Is this not what sexual minority rights activism has done to homosexuals and bisexuals of both sexes? They aren’t trendy enough anymore. They are not cool enough anymore. And they aren’t oppressed enough anymore (especially cisgender white gay men). So, it must be time for something more diverse…?

It should also be noted that this rejection of the traditional audience base, in both cases, occurred within the context of these organisations becoming less relevant. Ever since the US Supreme Court issued its ruling in Obergefell v Hodges, advocates for equal rights for sexual minorities have simply had less to advocate for. By the same token, as independent influencers and content creators (such as YouTubers and Twitch streamers) became more popular, the ‘official’ video game press has become less influential over time.

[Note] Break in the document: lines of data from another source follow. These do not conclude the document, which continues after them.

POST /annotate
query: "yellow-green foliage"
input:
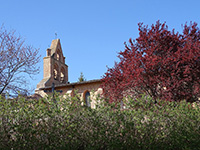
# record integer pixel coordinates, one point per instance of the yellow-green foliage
(44, 124)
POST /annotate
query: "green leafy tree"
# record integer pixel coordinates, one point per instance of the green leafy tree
(17, 60)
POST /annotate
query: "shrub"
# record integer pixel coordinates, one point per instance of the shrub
(43, 124)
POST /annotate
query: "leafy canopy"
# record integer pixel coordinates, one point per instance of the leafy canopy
(161, 63)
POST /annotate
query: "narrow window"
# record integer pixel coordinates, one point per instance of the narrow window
(87, 99)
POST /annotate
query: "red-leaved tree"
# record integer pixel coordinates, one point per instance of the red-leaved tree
(161, 63)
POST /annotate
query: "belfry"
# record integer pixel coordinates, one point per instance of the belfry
(55, 72)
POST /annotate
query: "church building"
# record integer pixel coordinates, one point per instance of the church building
(55, 78)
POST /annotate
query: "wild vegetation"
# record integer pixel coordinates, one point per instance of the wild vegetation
(163, 64)
(43, 124)
(18, 60)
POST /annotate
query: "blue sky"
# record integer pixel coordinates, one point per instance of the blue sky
(91, 31)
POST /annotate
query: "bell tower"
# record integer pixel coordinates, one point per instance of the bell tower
(54, 68)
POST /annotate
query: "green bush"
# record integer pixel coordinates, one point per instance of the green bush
(43, 124)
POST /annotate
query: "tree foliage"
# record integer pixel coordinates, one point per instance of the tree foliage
(17, 59)
(162, 63)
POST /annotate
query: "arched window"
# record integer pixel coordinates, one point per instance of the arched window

This kind of institutional hijacking strikes many as implausible – just as one would expect an organisation staffed by nerdy video game players to be representative of its audience, one would expect the sexual minority staff of a sexual minority rights organisation to be sufficient to keep that organisation focused on advocating for the rights of sexual minorities. But again, the Gamergate experience is instructive. When the world of gaming journalism became populated by hard-leftists, it began to serve this demographic rather than its audience. So, what happens when the rights of sexual minorities are mostly secured? The sexual minority activist groups suddenly become overran with trans-trenders, and begin talking more about neopronouns and less about equality before the law.

I could conclude with a snarky remark about the sexual minority community being discarded like the stereotypical gay fashionista discarding last year’s wardrobe, but that would be superfluous. Just like a sexual minority rights organisation that doesn’t advocate for sexual minorities.